Navigation – Plan du site

AccueilNuméros375Comptes rendusNatalie Petiteau, Jean-Marc Olivi...

Comptes rendus

Natalie Petiteau, Jean-Marc Olivier et Sylvie Caucanas (dir.), Les Européens dans les guerres napoléoniennes

Toulouse, Privat, 2012
Annie Crépin
p. 215-218
Référence(s) :

Natalie Petiteau, Jean-Marc Olivier et Sylvie Caucanas (dir.), Les Européens dans les guerres napoléoniennes. Toulouse, Privat, 2012, 287 p., ISBN 978-2-7089-0537-5, 23 €.

Texte intégral

1Cet ouvrage est le fruit d’un colloque international organisé à Carcassonne par les Archives départementales de l’Aude en collaboration avec l’Université de Toulouse et l’association Les Audois, qui inscrit son action à la suite de celle de la FAOL (Fédération audoise des œuvres laïques). Il s’insère dans une série de colloques commencés en 1994 qui ont pour finalité de marier exposition de fonds archivistiques et débats universitaires, voire publication de témoignages inédits. Ils proposent une approche renouvelée de l’étude des hommes en guerre, comme le rappelle Rémy Casals dans l’introduction. Les précédents colloques étaient consacrés dans cette optique à la guerre de 14-18. Celui-ci se propose d’établir un bilan des travaux récents sur les guerres napoléoniennes, analysées non plus sous le seul angle événementiel mais sous celui de l’anthropologie historique, dans une perspective résolument européenne, encore que celle ci ne soit pas présente au même degré dans tous les articles.
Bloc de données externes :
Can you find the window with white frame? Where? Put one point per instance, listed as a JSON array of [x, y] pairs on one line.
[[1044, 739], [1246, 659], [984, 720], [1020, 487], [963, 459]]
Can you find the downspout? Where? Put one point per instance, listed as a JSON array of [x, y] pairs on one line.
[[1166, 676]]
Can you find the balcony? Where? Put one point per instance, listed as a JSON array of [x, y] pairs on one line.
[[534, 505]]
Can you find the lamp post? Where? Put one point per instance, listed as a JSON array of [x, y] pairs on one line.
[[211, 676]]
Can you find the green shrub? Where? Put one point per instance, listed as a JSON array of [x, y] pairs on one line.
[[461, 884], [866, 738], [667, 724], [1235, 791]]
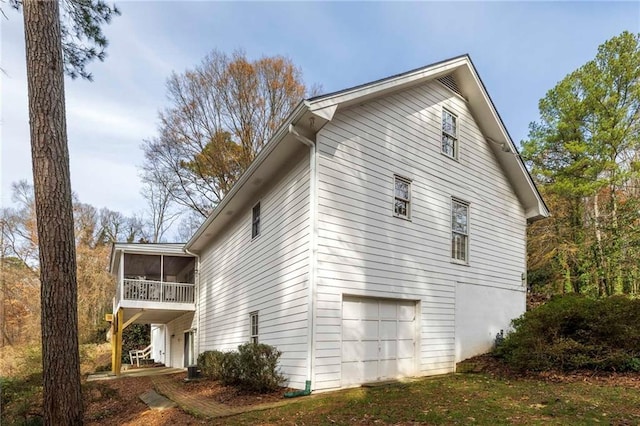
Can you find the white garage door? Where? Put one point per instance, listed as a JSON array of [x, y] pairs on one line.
[[378, 339]]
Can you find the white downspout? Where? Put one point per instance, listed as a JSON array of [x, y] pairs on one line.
[[196, 299], [313, 248]]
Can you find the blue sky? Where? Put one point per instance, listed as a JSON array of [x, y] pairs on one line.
[[520, 49]]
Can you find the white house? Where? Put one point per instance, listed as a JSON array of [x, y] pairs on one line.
[[380, 233]]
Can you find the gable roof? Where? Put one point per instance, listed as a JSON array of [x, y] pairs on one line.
[[458, 74]]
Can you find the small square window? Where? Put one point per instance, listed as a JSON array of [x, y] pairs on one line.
[[460, 231], [449, 134], [402, 197], [254, 327], [255, 221]]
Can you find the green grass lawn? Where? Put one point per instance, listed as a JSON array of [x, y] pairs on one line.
[[462, 399]]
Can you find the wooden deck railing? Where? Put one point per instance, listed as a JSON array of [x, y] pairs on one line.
[[156, 291]]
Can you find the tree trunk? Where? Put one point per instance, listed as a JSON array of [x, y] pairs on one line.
[[52, 187]]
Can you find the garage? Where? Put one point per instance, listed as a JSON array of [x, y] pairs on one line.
[[378, 339]]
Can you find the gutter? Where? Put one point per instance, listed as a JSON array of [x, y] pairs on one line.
[[197, 296], [313, 249]]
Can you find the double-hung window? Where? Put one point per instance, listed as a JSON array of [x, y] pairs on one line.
[[255, 221], [402, 197], [449, 134], [459, 231], [253, 332]]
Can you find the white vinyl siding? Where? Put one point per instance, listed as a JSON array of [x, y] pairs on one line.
[[239, 275], [365, 251]]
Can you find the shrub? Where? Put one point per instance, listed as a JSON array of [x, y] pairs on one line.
[[572, 332], [253, 368], [259, 367], [209, 363], [230, 369]]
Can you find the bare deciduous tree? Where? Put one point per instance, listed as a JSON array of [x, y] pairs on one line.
[[222, 112]]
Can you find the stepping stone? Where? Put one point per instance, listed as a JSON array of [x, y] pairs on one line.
[[156, 401]]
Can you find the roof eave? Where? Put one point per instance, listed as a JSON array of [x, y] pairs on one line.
[[282, 131]]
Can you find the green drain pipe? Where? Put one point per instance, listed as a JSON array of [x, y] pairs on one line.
[[305, 392]]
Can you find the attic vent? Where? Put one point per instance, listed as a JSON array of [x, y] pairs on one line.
[[449, 81]]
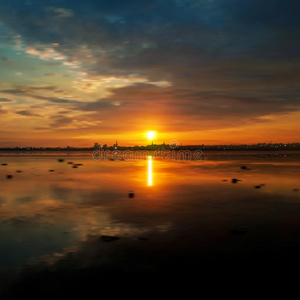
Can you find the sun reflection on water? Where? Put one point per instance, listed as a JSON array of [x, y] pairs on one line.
[[150, 173]]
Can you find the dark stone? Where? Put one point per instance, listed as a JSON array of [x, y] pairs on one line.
[[109, 238], [238, 231]]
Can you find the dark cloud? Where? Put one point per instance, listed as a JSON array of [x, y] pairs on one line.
[[2, 111], [59, 121], [225, 59], [27, 113]]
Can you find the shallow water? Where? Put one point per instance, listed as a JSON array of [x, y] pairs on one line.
[[183, 214]]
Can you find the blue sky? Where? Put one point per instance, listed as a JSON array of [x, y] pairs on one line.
[[204, 71]]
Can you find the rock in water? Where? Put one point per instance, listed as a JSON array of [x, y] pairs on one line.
[[109, 238]]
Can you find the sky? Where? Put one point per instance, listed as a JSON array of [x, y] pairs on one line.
[[73, 72]]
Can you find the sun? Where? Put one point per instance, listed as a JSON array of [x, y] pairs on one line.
[[151, 135]]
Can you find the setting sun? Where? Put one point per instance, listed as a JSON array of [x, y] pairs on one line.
[[151, 135]]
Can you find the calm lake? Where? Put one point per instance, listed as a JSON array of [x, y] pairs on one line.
[[64, 229]]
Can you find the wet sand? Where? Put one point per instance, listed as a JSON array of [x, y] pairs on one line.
[[69, 231]]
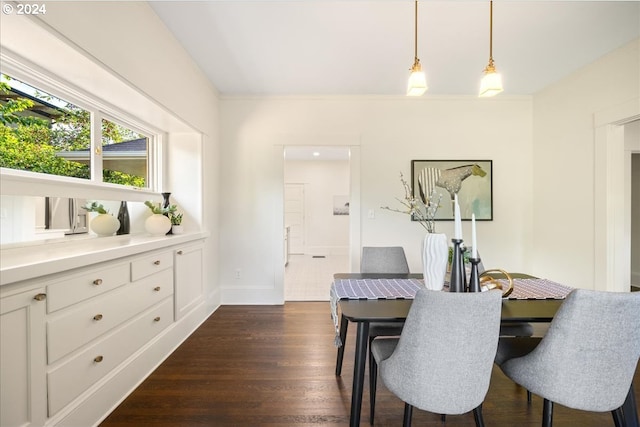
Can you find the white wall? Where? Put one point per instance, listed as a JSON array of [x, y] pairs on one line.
[[325, 233], [564, 164], [632, 144], [390, 132]]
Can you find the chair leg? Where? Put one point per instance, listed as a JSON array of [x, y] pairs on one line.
[[477, 416], [547, 413], [408, 412], [373, 382], [618, 418], [344, 323], [629, 409]]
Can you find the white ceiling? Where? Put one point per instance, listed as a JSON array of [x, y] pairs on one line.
[[365, 47]]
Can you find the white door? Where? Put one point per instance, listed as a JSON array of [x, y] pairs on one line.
[[294, 216]]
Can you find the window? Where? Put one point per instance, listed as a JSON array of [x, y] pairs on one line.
[[40, 132]]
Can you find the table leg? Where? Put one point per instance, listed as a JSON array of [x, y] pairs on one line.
[[629, 409], [344, 323], [362, 339]]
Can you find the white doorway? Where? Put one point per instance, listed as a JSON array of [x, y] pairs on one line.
[[315, 179], [612, 262], [294, 218]]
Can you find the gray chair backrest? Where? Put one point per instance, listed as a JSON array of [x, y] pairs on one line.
[[588, 357], [445, 354], [384, 259]]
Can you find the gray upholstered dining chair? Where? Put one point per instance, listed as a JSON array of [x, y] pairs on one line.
[[380, 260], [442, 361], [587, 358]]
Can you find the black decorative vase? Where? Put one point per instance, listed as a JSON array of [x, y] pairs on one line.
[[474, 280], [165, 204], [457, 281], [123, 217]]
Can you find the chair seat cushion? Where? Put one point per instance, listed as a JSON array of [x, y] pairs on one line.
[[512, 347]]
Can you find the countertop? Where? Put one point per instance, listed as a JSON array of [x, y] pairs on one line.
[[18, 263]]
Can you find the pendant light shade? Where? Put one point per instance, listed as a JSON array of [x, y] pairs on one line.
[[417, 84], [491, 83]]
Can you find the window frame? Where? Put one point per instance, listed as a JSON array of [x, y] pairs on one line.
[[17, 182]]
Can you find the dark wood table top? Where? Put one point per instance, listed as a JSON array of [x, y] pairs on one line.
[[397, 309]]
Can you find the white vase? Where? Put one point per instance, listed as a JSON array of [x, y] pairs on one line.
[[104, 225], [157, 225], [435, 255]]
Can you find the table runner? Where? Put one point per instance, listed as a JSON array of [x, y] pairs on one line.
[[533, 288]]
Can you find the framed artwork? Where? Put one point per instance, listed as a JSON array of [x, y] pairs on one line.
[[341, 205], [471, 180]]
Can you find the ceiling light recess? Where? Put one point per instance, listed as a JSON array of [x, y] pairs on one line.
[[491, 83], [417, 85]]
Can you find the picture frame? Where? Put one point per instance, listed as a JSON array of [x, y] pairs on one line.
[[474, 190]]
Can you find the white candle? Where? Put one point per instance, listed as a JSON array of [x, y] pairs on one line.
[[457, 219], [474, 250]]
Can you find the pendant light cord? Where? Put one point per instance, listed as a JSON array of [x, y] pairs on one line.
[[491, 31], [415, 32]]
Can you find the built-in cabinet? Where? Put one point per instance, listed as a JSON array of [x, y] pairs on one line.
[[63, 341], [23, 396]]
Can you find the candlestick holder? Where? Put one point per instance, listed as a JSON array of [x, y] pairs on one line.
[[474, 280], [456, 283]]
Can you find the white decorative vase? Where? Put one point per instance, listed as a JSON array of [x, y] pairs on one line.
[[104, 225], [435, 255], [157, 225]]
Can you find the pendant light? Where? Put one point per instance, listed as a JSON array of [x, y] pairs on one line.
[[491, 83], [417, 80]]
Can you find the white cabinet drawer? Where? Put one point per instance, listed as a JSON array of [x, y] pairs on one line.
[[82, 286], [76, 326], [70, 379], [142, 267]]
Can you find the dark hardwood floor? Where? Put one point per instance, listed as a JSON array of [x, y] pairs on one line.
[[274, 366]]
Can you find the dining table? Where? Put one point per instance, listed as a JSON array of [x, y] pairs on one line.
[[362, 307]]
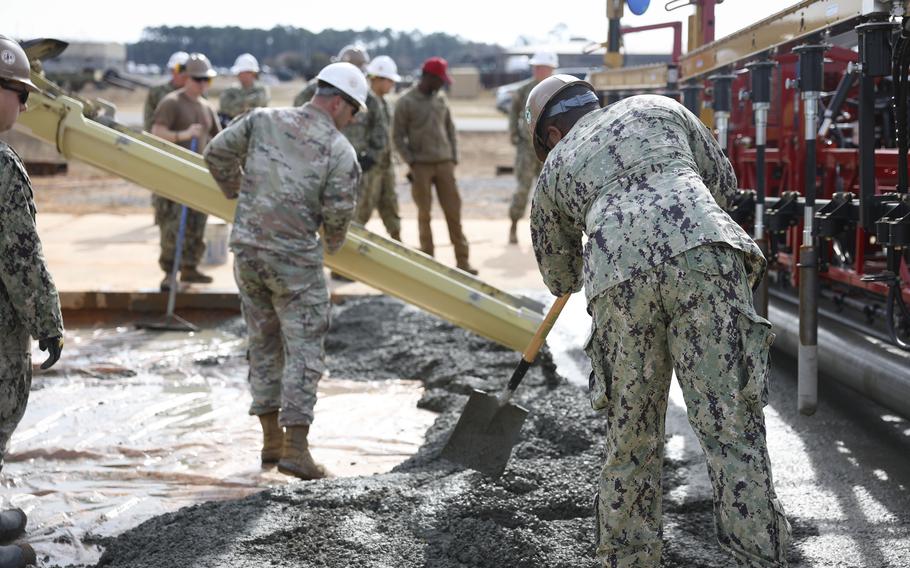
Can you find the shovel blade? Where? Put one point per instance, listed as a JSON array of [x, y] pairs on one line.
[[485, 434]]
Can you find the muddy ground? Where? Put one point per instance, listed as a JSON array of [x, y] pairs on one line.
[[427, 512]]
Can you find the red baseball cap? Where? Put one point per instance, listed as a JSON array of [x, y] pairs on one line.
[[439, 67]]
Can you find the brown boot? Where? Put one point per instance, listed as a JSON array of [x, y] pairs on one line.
[[272, 438], [295, 457], [194, 276]]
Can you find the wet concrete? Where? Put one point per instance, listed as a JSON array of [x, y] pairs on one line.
[[842, 475]]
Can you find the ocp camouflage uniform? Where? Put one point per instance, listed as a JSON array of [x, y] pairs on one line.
[[298, 174], [667, 276], [370, 134], [236, 100], [527, 166], [29, 305]]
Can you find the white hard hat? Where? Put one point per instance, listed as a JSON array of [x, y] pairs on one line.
[[546, 58], [245, 62], [347, 78], [383, 66], [177, 58]]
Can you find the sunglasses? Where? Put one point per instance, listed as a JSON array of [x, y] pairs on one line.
[[21, 93]]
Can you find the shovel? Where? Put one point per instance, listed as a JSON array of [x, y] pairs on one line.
[[171, 321], [489, 425]]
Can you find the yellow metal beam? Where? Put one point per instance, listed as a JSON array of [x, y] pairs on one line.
[[787, 26], [180, 175]]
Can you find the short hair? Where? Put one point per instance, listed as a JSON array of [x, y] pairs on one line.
[[566, 120]]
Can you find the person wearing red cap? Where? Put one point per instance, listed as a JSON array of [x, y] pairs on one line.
[[424, 137]]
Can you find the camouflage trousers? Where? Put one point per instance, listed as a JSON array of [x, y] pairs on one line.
[[527, 168], [167, 217], [15, 383], [377, 192], [286, 309], [693, 314]]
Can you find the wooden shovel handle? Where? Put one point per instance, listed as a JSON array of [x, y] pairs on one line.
[[533, 348]]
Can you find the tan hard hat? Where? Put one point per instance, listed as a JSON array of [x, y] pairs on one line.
[[198, 65], [538, 99], [14, 66], [353, 54]]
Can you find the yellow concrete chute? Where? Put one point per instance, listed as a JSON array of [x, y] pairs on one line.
[[180, 175]]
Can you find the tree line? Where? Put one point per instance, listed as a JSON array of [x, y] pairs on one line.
[[298, 51]]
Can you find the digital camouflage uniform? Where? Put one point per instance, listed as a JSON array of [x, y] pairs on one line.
[[236, 100], [298, 174], [171, 113], [527, 166], [667, 276], [370, 135], [29, 305]]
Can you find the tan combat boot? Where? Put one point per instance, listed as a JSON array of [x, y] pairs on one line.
[[295, 457], [272, 438]]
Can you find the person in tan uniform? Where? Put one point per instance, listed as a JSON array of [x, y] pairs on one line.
[[424, 137], [186, 118]]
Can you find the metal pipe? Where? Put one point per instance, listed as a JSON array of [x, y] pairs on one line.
[[811, 83], [866, 364]]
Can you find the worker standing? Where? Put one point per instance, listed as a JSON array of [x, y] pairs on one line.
[[29, 304], [176, 66], [378, 186], [424, 137], [668, 277], [249, 94], [186, 118], [527, 166], [292, 173]]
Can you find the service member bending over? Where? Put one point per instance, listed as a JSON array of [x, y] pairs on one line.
[[292, 172], [668, 278]]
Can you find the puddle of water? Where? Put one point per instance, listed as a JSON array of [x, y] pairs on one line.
[[132, 424]]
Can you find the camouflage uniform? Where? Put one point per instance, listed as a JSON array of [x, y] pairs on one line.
[[236, 100], [292, 172], [370, 134], [172, 113], [646, 182], [29, 305], [424, 136], [527, 166]]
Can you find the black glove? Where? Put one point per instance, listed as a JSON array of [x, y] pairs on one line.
[[53, 346], [366, 162]]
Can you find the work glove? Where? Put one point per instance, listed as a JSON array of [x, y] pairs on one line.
[[366, 162], [53, 346]]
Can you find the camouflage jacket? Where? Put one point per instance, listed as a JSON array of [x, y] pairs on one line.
[[518, 127], [152, 100], [29, 305], [292, 172], [423, 130], [645, 181], [368, 134], [236, 100]]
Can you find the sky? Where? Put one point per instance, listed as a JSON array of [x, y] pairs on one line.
[[492, 21]]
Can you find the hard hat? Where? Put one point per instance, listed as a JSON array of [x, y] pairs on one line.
[[198, 65], [538, 99], [177, 58], [348, 79], [14, 66], [383, 66], [546, 58], [353, 54], [439, 67], [245, 62]]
2Quatre parties structurent l’ouvrage, bien que quelques intervention très riches auraient pu figurer à bon droit dans plusieurs de ces parties sinon dans toutes.

3La première partie s’intitule « Quels combattants pour quelles guerres ? » La dimension européenne du nouveau modèle d’armée qui se forge à cette époque est évoqué par Antoine Desdoit et Jean-Marc Olivier dans « Les armées européennes de Jean-Baptiste Bernadotte ». À partir de 1804, ce dernier a sous son commandement direct ou indirect des milliers de soldats allemands mais aussi polonais, hollandais et espagnols, originaires des États alliés de la France. Bernadotte n’apprécie guère de diriger des troupes aussi disparates et qui éprouvent entre elles des problèmes de communication. Paradoxalement, il établit au contraire à partir de 1806 de bons contacts avec les officiers suédois qui ont combattu la France et sont faits prisonniers. Ce sont ces relations qui faciliteront ultérieurement son accès au trône de Suède.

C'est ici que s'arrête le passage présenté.